Collection Patrimoines musicaux des Juifs de France, vol. 12
Chansons juives du XIIIe siècle en ancien français et hébreu
CD couronné d’un Choc de Classica et de 5 diapasons en septembre 2015
Ce douzième volume de la collection Patrimoines musicaux des Juifs de France est consacré aux chansons religieuses ou festives des communautés juives implantées en France du Nord (Flandre, Picardie, Artois, Champagne…) dans la seconde moitié du 13e siècle.
Au cours de cette période trouble, qui s’inscrit entre le brûlement du Talmud (1242-1244) et la grande expulsion de 1306, les juifs ont la même vie quotidienne, la même langue que les chrétiens. Ils ont également en commun un même goût pour les livres, les monuments, les bruits de la ville et des foires, la joie de vivre et les chansons populaires.
Les chansons des communautés juives de l’époque reflètent en effet la vie quotidienne des juifs et des événements, heureux ou tragiques, qui la ponctuent.
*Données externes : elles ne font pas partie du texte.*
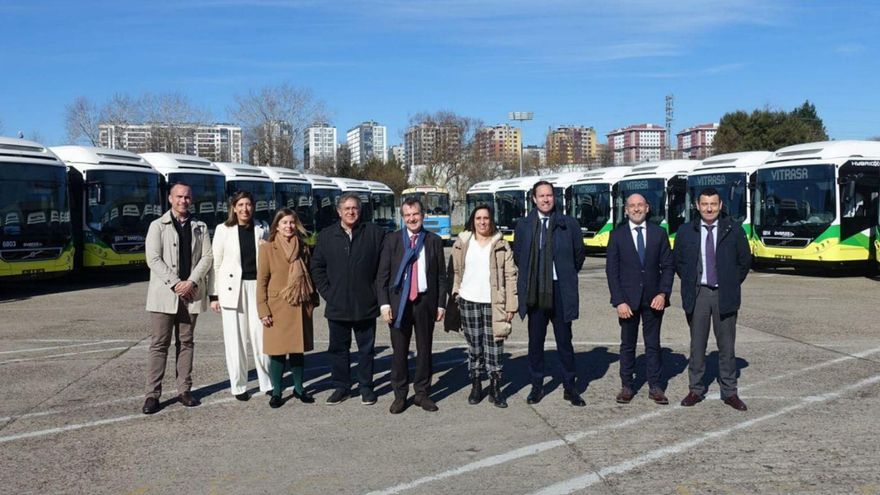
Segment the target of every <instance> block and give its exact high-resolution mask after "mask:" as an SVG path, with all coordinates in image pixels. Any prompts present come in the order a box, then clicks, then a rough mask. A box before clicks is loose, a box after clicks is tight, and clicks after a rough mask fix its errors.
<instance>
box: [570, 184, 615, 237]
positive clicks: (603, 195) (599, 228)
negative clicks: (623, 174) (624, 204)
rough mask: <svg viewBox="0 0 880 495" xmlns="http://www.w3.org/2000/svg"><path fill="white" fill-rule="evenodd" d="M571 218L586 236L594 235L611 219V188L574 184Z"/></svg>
mask: <svg viewBox="0 0 880 495" xmlns="http://www.w3.org/2000/svg"><path fill="white" fill-rule="evenodd" d="M571 201H572V216H573V217H574V218H575V219H576V220H577V221H578V223H579V224H580V225H581V230H582V231H583V232H584V233H585V234H588V235H595V234H596V233H597V232H598V231H599V230H600V229H601V228H602V226H604V225H605V224H606V223H608V221H609V220H610V219H611V186H610V185H609V184H607V183H600V184H575V185H573V186H572V187H571Z"/></svg>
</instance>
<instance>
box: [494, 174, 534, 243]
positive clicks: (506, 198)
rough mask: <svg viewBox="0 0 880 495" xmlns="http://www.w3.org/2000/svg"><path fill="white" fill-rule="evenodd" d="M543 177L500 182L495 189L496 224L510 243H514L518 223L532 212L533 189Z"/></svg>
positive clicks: (531, 177) (500, 181) (531, 176)
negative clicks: (518, 222) (541, 178)
mask: <svg viewBox="0 0 880 495" xmlns="http://www.w3.org/2000/svg"><path fill="white" fill-rule="evenodd" d="M540 180H542V179H541V177H539V176H536V175H532V176H527V177H517V178H515V179H506V180H499V181H498V185H497V187H496V188H495V224H496V225H497V227H498V230H500V231H501V233H502V234H503V235H504V238H505V239H507V240H508V241H513V233H514V229H515V228H516V222H518V221H519V220H520V219H521V218H525V216H526V215H528V214H529V212H530V211H532V206H533V203H532V198H531V192H532V187H533V186H534V185H535V183H536V182H538V181H540Z"/></svg>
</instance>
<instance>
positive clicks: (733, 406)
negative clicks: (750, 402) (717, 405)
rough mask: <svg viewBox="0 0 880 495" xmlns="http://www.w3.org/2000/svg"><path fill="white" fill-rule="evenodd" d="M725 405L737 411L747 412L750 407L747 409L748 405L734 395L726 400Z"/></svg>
mask: <svg viewBox="0 0 880 495" xmlns="http://www.w3.org/2000/svg"><path fill="white" fill-rule="evenodd" d="M724 403H725V404H727V405H728V406H730V407H732V408H734V409H736V410H737V411H747V410H748V409H749V408H748V407H746V403H745V402H743V401H742V400H740V398H739V396H738V395H736V394H733V395H731V396H730V397H728V398H726V399H724Z"/></svg>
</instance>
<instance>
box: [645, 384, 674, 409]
mask: <svg viewBox="0 0 880 495" xmlns="http://www.w3.org/2000/svg"><path fill="white" fill-rule="evenodd" d="M648 398H649V399H651V400H652V401H654V403H656V404H660V405H661V406H665V405H667V404H669V398H667V397H666V394H664V393H663V389H660V388H652V389H651V390H650V391H649V392H648Z"/></svg>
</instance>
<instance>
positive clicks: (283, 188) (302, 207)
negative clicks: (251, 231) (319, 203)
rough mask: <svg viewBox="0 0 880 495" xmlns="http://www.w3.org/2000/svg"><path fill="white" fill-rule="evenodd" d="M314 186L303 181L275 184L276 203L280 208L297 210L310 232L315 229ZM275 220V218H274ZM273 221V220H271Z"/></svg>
mask: <svg viewBox="0 0 880 495" xmlns="http://www.w3.org/2000/svg"><path fill="white" fill-rule="evenodd" d="M311 189H312V186H310V185H309V184H301V183H289V182H288V183H284V182H279V183H276V184H275V205H276V206H277V207H278V208H290V209H291V210H293V211H295V212H296V216H297V217H299V220H300V222H302V224H303V227H305V228H306V230H308V231H309V232H313V231H314V230H315V217H314V215H313V214H312V194H311V192H312V191H311ZM272 220H274V218H273V219H272ZM270 221H271V220H270Z"/></svg>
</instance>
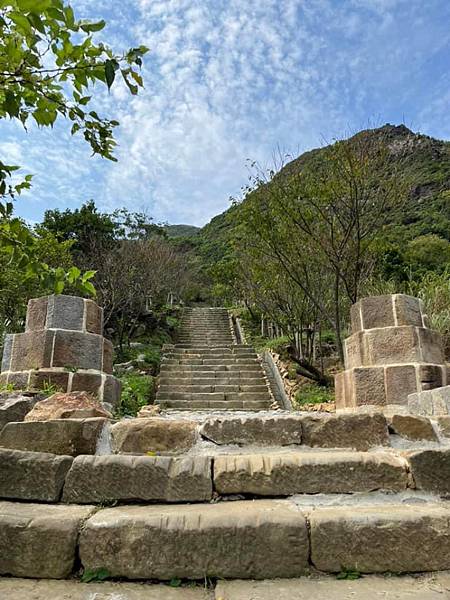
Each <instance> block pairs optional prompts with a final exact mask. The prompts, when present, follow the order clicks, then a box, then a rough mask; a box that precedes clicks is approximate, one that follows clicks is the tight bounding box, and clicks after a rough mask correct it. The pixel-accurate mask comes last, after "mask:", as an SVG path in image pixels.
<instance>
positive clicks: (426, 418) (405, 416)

On y trouve l’expression vocale d’une population, gardienne de ses rites et de ses traditions, et cependant totalement intégrée dans son environnement et s’exprimant en langue d’oïl ; seuls les prières, les poèmes liturgiques et les études demeurent en hébreu.
Dans les livres et les manuscrits qui nous sont parvenus, tous les poèmes, en français comme en hébreu, sont en écriture hébraïque (la seule enseignée aux juifs). Nous connaissons le nom de beaucoup d’auteurs de ces poèmes, mais aucun de ceux qui les adaptèrent en langue d’oïl. Grâce aux travaux de chercheurs romanistes, tels David Simon Blondheim et Raphael Loewe, nous savons que les mélodies de ces poèmes étaient calquées sur celles des chansons de trouvères. La poésie hébraïque a utilisé durant des siècles ce procédé du contrafactum qui consistait à adapter à un nouveau texte la mélodie d’un air connu de tous. Les juifs ignoraient la notation musicale neumatique (la seule exception étant Obadia le prosélyte), mais il arrivait que le scribe note sur le manuscrit le titre de la chanson ayant servi de mélodie. Dans le présent disque, seuls deux manuscrits indiquent clairement l’air sur lequel était chanté le texte. Les autres musiques ont donc dû être (re)trouvées…
Un important travail paléographique, mené par Colette Sirat, Judith Olszowy-Schlanger et Brigitte Lesne, sur les concordances des sources et de leurs transcriptions, tant littéraires que musicales, a donc été nécessaire, pour restituer, par ce même procédé du contrafactum, des versions de ces chansons en hébreu et en langue d’oïl.
Le résultat musical est spectaculaire. Des pages manuscrites séculaires jaillit la musique d’un monde coloré, bruyant et sensuel où les Juifs expriment leur foi, leur peine et leur plaisir. Un monde disparu, après l’expulsion définitive des juifs de France en 1394, et que ce disque fait revivre pour la plus grande joie de nos oreilles et de nos cœurs.